Замри, умри, воскресни! | страница 2



— Уильям Филип Фелпс, — заявила Элизабет на одиннадцатом месяце супружества, — ты жирный кретин.

Это было в тот день, когда хозяин бродячего цирка вручил ему голубой конверт со словами:

— Извини, Фелпс. С таким брюхом ты мне не нужен.

— Но ведь я всегда был твоим лучшим установщиком шатров...

— Был. Теперь ты просто обуза. Ты не справляешься с работой.

— Тогда давай я буду Толстяком.

— Толстяк у меня есть. Толстяков вообще найти нетрудно, их как грязи. — Хозяин окинул его цепким взглядом. — Хотя... кое-что я все же могу тебе предложить. С тех пор, как в прошлом году умер Вернисаж Смит, среди наших уродцев больше нет Татуированного...

После этого разговора прошел месяц. Четыре короткие недели. Кто-то рассказал Уильяму Фелпсу о мастерице татуировок, которая жила где-то в Висконсине. Эта старуха туго знает свое дело, сказали ему. Если идти по грунтовке, у реки свернуть направо, а потом налево...

Там был золотой луг, обласканный солнцем. Красные цветы склонялись под ветром, будто кивали Уильяму Фелпсу, когда он шел через луг к старой хижине. Казалось, лачуга простояла тут много лет, и миллионы дождей превратили ее в то, чем она теперь стала.

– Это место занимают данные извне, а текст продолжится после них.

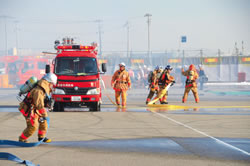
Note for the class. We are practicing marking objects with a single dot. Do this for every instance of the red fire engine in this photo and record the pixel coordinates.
(78, 76)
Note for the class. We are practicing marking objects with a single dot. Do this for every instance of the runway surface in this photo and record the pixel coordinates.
(212, 132)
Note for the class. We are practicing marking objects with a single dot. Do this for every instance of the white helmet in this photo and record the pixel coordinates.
(122, 64)
(50, 77)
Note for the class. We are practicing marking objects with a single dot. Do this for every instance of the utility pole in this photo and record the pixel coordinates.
(242, 47)
(128, 43)
(100, 36)
(16, 30)
(6, 36)
(149, 50)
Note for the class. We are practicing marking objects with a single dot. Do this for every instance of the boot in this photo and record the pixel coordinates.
(46, 140)
(23, 140)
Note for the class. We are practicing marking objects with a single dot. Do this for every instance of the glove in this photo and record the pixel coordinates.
(173, 82)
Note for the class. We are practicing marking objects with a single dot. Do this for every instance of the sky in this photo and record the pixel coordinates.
(207, 24)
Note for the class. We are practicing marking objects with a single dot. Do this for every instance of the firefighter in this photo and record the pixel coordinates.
(192, 76)
(121, 83)
(33, 108)
(153, 82)
(164, 82)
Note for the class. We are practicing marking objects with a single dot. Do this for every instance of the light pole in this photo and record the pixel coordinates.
(100, 36)
(149, 51)
(127, 25)
(5, 26)
(16, 30)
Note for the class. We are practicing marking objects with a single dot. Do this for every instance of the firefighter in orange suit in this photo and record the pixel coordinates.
(191, 84)
(164, 82)
(154, 77)
(121, 83)
(33, 109)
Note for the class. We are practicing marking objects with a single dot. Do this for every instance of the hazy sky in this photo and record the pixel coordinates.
(208, 24)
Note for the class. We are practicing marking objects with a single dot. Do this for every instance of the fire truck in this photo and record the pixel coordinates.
(78, 76)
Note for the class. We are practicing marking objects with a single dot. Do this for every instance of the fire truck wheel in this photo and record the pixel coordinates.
(95, 107)
(58, 107)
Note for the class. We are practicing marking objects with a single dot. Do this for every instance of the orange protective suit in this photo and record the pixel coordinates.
(191, 84)
(120, 83)
(33, 109)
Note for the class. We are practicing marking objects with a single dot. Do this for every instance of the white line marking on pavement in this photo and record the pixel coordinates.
(202, 133)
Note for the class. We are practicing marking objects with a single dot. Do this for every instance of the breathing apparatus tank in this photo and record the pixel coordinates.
(29, 84)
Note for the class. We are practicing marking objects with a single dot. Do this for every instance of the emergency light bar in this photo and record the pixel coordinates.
(79, 47)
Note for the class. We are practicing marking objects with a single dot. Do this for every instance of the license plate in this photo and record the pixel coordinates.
(75, 98)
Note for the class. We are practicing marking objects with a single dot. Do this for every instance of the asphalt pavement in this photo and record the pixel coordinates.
(212, 132)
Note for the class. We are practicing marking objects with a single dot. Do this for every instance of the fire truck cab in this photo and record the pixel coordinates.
(78, 76)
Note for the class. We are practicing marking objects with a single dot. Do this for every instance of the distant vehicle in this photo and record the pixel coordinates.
(78, 75)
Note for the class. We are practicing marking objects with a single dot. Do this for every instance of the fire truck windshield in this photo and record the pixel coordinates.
(75, 66)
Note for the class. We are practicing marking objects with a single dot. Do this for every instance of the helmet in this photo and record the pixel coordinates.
(51, 78)
(122, 64)
(168, 67)
(192, 67)
(158, 67)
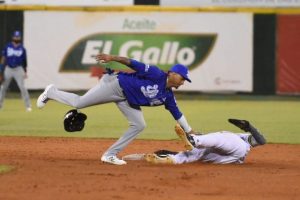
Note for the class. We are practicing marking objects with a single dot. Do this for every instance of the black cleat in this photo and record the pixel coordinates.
(247, 127)
(187, 139)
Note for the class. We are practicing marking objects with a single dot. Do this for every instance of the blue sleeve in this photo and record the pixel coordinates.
(171, 105)
(145, 70)
(25, 59)
(3, 52)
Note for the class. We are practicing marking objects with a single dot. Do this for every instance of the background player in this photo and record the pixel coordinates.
(147, 86)
(13, 64)
(222, 147)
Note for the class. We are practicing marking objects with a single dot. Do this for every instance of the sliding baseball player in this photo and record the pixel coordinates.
(222, 147)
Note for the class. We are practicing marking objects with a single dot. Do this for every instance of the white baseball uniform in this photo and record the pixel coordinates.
(222, 147)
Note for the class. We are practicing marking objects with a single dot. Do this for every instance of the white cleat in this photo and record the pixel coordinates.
(43, 98)
(113, 160)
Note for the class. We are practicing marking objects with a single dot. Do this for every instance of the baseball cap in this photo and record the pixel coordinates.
(182, 70)
(16, 34)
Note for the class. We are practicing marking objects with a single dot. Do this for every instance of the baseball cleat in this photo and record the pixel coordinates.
(188, 140)
(43, 98)
(113, 160)
(156, 159)
(247, 127)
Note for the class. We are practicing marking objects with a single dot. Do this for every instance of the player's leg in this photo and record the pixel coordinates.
(7, 79)
(19, 76)
(216, 158)
(193, 155)
(223, 143)
(136, 125)
(107, 90)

За дверью оказалась комната, пустая и безмолвная. А посреди комнаты сидела древняя старуха.

Ее веки были стянуты просмоленной ниткой. Ноздри зашиты вощеным шпагатом. Уши ее тоже были зашиты. Словно иголка-стрекоза хорошенько поработала над всеми ее чувствами. Старуха сидела неподвижно, одна в безликой комнате. Желтый пол хижины был покрыт толстым слоем пыли, который оставался нетронутым уже много недель. Если бы старуха пошевелилась, в пыли остался бы след, но она не двигалась. Ее руки были похожи на хрупкие, покрытые ржавчиной инструменты. Ее босые ступни были облеплены грязью, будто обуты в галоши. А рядом, у ее ног, стояли склянки с краской — красной, лазоревой, бурой, желтой... Только тишина, шепотки и старуха. И крепкие стежки надежно сохраняют все это как оно есть.

Лишь рот ее оставался свободным, и рот этот приоткрылся.

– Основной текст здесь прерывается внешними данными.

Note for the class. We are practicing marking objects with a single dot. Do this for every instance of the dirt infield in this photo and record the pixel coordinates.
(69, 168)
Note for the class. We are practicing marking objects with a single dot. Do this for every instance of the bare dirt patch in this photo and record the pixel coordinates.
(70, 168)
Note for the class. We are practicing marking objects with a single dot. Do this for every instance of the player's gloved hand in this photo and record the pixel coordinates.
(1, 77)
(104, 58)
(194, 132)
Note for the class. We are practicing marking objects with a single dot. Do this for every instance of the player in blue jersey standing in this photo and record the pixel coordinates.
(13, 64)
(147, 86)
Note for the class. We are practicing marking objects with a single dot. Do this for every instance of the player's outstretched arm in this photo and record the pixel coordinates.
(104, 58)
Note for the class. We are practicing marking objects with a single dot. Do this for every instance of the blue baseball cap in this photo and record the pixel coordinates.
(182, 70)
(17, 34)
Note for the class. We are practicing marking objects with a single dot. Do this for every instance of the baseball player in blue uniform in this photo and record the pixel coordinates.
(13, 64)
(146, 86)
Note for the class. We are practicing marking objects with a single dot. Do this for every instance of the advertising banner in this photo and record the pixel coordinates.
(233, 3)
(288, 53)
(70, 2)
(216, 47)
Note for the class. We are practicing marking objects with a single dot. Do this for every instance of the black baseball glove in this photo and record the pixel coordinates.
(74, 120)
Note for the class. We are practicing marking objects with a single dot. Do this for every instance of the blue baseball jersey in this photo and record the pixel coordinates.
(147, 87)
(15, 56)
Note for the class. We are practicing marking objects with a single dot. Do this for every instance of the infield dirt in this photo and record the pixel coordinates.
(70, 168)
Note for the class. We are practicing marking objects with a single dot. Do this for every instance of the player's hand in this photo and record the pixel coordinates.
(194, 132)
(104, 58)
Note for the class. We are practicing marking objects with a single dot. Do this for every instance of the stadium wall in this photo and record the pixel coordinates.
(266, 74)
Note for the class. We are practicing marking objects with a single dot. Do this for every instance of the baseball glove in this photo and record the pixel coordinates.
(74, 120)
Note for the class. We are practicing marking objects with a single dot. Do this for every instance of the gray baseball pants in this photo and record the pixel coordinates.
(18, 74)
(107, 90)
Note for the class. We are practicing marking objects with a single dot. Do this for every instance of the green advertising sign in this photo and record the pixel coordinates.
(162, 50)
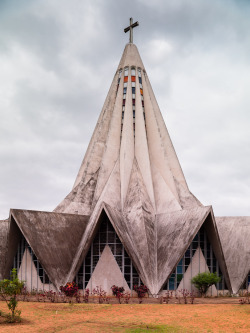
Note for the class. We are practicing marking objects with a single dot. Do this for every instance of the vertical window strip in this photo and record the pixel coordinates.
(125, 85)
(200, 240)
(133, 87)
(107, 236)
(19, 257)
(141, 93)
(119, 79)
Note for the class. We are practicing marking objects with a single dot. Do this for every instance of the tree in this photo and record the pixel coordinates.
(9, 289)
(203, 281)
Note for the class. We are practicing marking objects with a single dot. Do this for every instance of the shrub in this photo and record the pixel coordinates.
(102, 295)
(9, 289)
(118, 292)
(203, 281)
(70, 289)
(141, 291)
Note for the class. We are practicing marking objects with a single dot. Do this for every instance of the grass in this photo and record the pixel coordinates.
(172, 318)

— Входи. Садись. У меня редко бывают гости.

Уильям Филип Фелпс остался стоять.

— Ты пришел за картинками, — пискляво сказала старуха. — У меня есть, что показать тебе. Картинка, какой еще никто не видывал. — Она протянула ему ладонь и постучала по ней пальцем. — Гляди!

На ее ладони был портрет Уильяма Филипа Фелпса.

— Это же я!.. — ахнул он.

Крик старухи заставил его остановиться уже на пороге.

— Не убегай!

Уильям Фелпс вцепился в дверной косяк, да так и остался стоять, не решаясь повернуть к ней лицо.